ENTERTAINMENT

You can try a goat yoga class in Fort Collins

Erin Udell
erinudell@coloradoan.com
Kaitlin Meuller, owner of Om Kai Yoga, does yoga with baby goats at Small Acre Farm.

After you rise out of child's pose, breathe in through your nose, out through your mouth and say "namaste."

Make sure you accentuate the "ste." As in, "stay." As in, there's a puppy right next to you. Because if you're a yogi in one of Kaitlin Mueller's classes, chances are there will be an animal nearby.

The 28-year-old founder of Om Kai Yoga in Fort Collins has been hosting puppy yoga classes to benefit Fort Collins' Bounce Animal Rescue. As summer nears, she's planning a kitten yoga class and adoption event and goat yoga at area farms.

Yes, goat yoga.

It all started with videos and photos Mueller saw circulating on Instagram, Facebook and YouTube.

"You see people doing yoga with their dogs, you see people doing yoga with goats," she said. After visiting a friend who fosters puppies for Bounce Animal Rescue, Mueller got the idea to incorporate the shelter and its pups in an interactive yoga class.

The first puppy yoga class took place in January at Ascent Studio Climbing & Fitness with 16 class spots that sold out in about 12 hours.

"It just took off after that," Mueller said, adding that the monthly puppy yoga classes are now announced a month before tickets go on sale. The last one sold out in about three minutes, she said.

Goats are next.

Videos of baby goats climbing on giggling yogis have made the rounds on the internet. Now goat yoga classes are planned through Om Kai on April 23, May 7, June 10 and June 24 at farms like Small Acre, Woolly Goat and Laughing Buck.

Colorado State University veterinary students also held an April 8 goat yoga class at a vet student's family farm. Hosted by the university's student chapter of the American Veterinary Medical Association (AVMA), 15 students were selected as part of a lottery to do yoga with baby goats.

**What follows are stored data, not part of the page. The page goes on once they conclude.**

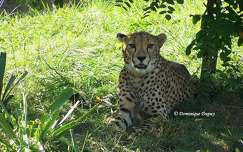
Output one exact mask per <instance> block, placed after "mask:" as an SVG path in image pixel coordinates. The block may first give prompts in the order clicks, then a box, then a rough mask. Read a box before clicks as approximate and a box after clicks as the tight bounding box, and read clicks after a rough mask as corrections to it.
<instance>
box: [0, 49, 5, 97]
mask: <svg viewBox="0 0 243 152" xmlns="http://www.w3.org/2000/svg"><path fill="white" fill-rule="evenodd" d="M5 66H6V53H5V52H0V99H1V96H2V89H3V77H4V72H5Z"/></svg>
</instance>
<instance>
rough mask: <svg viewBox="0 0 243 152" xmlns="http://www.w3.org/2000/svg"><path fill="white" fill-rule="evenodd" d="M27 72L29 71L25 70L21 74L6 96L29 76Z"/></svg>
mask: <svg viewBox="0 0 243 152" xmlns="http://www.w3.org/2000/svg"><path fill="white" fill-rule="evenodd" d="M27 74H28V72H27V71H24V73H23V74H22V75H21V76H20V78H19V79H18V80H17V82H16V83H15V84H14V85H13V86H12V87H10V88H11V89H10V90H9V91H8V92H7V94H6V95H5V97H7V96H9V94H10V93H11V92H12V90H13V89H14V88H15V87H16V86H17V85H18V84H19V83H20V82H21V81H22V80H23V79H24V78H25V77H26V76H27ZM5 97H4V98H5Z"/></svg>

"It's a little bit more chaotic than you're expecting," said Claire Tucker, the second-year veterinary student that helped organize the event. "You're used to having this very mindful practice and all of the sudden, you're surrounded by animals who don't...care about that," she added.

"They would climb on you, they would play fight, they would pee on your yoga mat, they would suckle on your fingers," she said.

And it was all a success, even with the goat pee, Tucker said, adding that the purpose of the chapter's events are to get students out of the classroom and reconnect them with their passion for animals and veterinary medicine.